Bixby v. KBR, Inc.

893 F. Supp. 2d 1067, 2012 WL 3862726, 2012 U.S. Dist. LEXIS 126970
CourtDistrict Court, D. Oregon
DecidedSeptember 4, 2012
DocketNo. CV 3:09-632-PK
StatusPublished
Cited by2 cases

This text of 893 F. Supp. 2d 1067 (Bixby v. KBR, Inc.) is published on Counsel Stack Legal Research, covering District Court, D. Oregon primary law. Counsel Stack provides free access to over 12 million legal documents including statutes, case law, regulations, and constitutions.

Bluebook
Bixby v. KBR, Inc., 893 F. Supp. 2d 1067, 2012 WL 3862726, 2012 U.S. Dist. LEXIS 126970 (D. Or. 2012).

Opinion

OPINION AND ORDER

PAUL PAPAK, United States Magistrate Judge:

Plaintiffs Rocky Bixby, Lawrence Roberta, Scott Ashby, Charles Ellis, and Matthew Hadley filed this action against defendants KBR, Inc., Kellogg, Brown & Root Service, Inc., KBR Technical. Services, Inc., Overseas Administration Services, Ltd., and Service Employees International, Inc. (collectively,’ the “KBR defendants”), on June 8, 2009. On September 8, 2009, plaintiffs amended their complaint, adding Carlos Avalos, Jesus Bruno, Colt Campredon, Stephen Foster, Byron Greer, Kelly Hafer, Dennis Jewell, Stephen Mueller, Vito Pacheco, John Rydquist, and Kevin Stanger as additional plaintiffs. Plaintiffs amended their pleading a second time on February 2, 2010, adding Ronald Bjerklund, Adanrolando Garcia, Brian Hedin, Lewis Martin, and Charles Seamon as additional plaintiffs. On June 25, 2010, plaintiffs amended their complaint a third time, adding Randy Keiper; Matt Kuhnel, Dennis Rosgen, Aaron St. Clair, and Kevin Wilson as further additional plaintiffs. On October 27, 2010, plaintiffs amended their complaint a fourth time, adding Jason Blain, James Borja, Devon Fields, Leslie Ing, Richard Lawrence, Jay Louisiana, James McGowan, and Donald Yeargin as further additional plaintiffs, and adding Halliburton Company and Halliburton Energy Services, Inc. (collectively, the “Halliburton defendants”), as additional defendants. Plaintiffs amended their complaint a fifth time on January 10, 2011, adding as additional plaintiffs Jason Arnold, Thomas Barella, Daniel Grover, Christopher Wangelin, and Michael O’Rielly. Plaintiffs voluntarily dismissed Barella as a plaintiff in this action on the following day, January 11, 2011, and voluntarily dismissed Grover as a plaintiff in this action on February 25, 2011. The parties stipulated to the dismissal of Avalos, Martin, and Wangelin as plaintiffs in this action, on December 16, 2011, and to the dismissal of O’Rielly as a plaintiff on April 4, 2012. In their fifth amended complaint, plaintiffs allege defendants’ liability for negligence and for fraud arising out of plaintiffs’ exposure to sodium dichromate and subsequent hexavalent chromium poisoning while stationed as Oregon National Guardsmen in Iraq and assigned to duty at the Qarmat Ali water plant in May-September 2003.

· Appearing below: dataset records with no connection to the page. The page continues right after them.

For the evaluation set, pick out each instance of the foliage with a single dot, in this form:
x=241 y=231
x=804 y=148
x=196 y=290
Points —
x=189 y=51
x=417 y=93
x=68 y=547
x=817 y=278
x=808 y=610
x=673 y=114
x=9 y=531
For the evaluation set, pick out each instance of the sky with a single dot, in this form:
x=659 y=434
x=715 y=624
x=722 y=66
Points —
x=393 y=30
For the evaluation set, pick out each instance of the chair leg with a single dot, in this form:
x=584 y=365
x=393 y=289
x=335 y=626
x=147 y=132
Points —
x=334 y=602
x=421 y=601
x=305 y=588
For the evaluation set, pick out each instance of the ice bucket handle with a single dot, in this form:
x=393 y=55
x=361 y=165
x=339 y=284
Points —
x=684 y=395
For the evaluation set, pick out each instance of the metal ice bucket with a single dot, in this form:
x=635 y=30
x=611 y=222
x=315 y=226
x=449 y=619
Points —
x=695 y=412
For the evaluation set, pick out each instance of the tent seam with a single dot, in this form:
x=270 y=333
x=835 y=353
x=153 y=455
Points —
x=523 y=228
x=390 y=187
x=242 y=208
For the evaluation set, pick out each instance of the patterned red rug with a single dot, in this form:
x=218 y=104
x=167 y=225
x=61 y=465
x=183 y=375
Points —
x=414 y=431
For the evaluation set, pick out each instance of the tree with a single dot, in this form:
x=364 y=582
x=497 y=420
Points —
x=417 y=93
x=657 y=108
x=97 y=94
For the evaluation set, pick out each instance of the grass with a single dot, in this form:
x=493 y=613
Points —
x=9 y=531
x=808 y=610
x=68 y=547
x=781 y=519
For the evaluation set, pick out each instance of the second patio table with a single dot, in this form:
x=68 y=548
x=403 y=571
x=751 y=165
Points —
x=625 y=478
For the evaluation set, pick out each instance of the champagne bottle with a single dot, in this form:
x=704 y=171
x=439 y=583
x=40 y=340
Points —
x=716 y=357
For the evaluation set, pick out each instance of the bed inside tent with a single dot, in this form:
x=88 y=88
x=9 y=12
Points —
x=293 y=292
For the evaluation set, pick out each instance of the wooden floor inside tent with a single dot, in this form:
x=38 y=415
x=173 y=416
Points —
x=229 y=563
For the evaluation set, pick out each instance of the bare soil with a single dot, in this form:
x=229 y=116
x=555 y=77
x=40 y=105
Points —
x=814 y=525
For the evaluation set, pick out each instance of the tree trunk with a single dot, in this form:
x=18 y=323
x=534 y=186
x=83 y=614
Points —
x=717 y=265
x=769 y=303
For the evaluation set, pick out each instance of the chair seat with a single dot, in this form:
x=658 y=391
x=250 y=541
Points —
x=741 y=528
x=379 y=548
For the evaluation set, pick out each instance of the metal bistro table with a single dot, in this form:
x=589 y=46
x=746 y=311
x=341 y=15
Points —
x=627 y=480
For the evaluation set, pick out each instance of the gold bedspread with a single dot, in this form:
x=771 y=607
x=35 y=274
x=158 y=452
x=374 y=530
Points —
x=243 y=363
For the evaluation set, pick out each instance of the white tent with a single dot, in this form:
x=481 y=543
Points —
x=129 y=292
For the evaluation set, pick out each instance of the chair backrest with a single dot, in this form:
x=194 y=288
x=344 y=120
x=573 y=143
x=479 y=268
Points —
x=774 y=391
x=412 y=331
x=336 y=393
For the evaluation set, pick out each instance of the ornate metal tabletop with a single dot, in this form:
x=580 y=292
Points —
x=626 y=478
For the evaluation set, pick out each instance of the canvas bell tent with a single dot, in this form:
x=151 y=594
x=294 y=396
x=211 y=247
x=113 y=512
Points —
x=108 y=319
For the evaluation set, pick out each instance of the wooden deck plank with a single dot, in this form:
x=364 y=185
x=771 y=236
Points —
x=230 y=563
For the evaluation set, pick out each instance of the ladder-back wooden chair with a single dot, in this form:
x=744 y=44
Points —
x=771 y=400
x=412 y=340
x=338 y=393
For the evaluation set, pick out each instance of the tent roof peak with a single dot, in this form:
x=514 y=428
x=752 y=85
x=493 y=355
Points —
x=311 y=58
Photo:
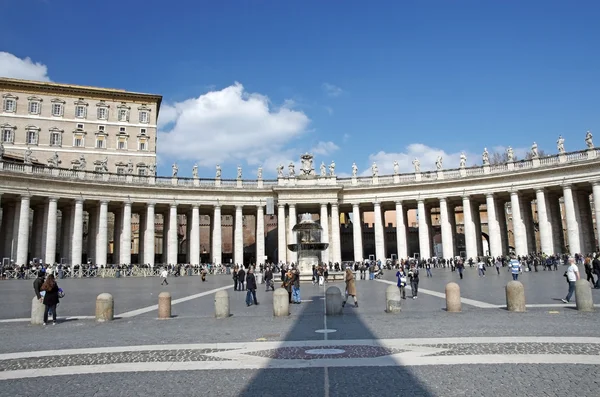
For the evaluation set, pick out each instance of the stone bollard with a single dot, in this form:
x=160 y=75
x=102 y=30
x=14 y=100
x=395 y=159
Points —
x=105 y=308
x=164 y=305
x=281 y=303
x=453 y=304
x=392 y=299
x=333 y=301
x=515 y=296
x=222 y=304
x=37 y=312
x=583 y=296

Throughout the course of this action, defendants have brought various jurisdictional challenges, most of which have been denied. On April 12, 2010, 2010 WL 1499455, this court denied the KBR defendants’ motion to dismiss for lack of personal jurisdiction, concluding that the court may exercise specific personal jurisdiction over each of the KBR defendants on the grounds that plaintiffs had sufficiently alleged that the KBR defendants intentionally withheld information regarding the alleged sodium dichromate contamination at Qarmat Ali from the plaintiffs, whom they knew to be Oregon residents. On August 30, 2010, 2010 WL 3418340, this court denied the KBR defendants’ motion to dismiss for lack of subject-matter jurisdiction. In so doing, I rejected defendants’ argu[1071]*1071ments that the court lacks subject-matter jurisdiction by operation of the political question doctrine, the government contractor defense, or the combat activities exception the Federal Tort Claims Act. On June 16, 2011, 2011 WL 2971848, this court recommended that plaintiffs’ claims be dismissed to the extent alleged against the Halliburton defendants for lack of personal jurisdiction, and on July 20, 2011, 2011 WL 2970926, Judge Hernandez adopted that recommendation as his own opinion. On August 29, 2012, 2012 WL 3776473, I denied defendants’ renewed motion to dismiss for lack of subject-matter jurisdiction, again rejecting defendants’ arguments regarding the political question doctrine and the combat activities exception to the Federal Tort Claims Act.

On April 4, 2012, the following twelve plaintiffs were designated as the “Group I” plaintiffs for trial set to commence on October 9, 2012: Jason Arnold, Rocky Bixby, Ronald Bjerklund, Colt Campredon, Charles Ellis, Byron Greer, Matthew Hadley, Brian Hedin, Vito Pacheco, Lawrence Roberta, Charles Seamon, and Aaron St. Clair.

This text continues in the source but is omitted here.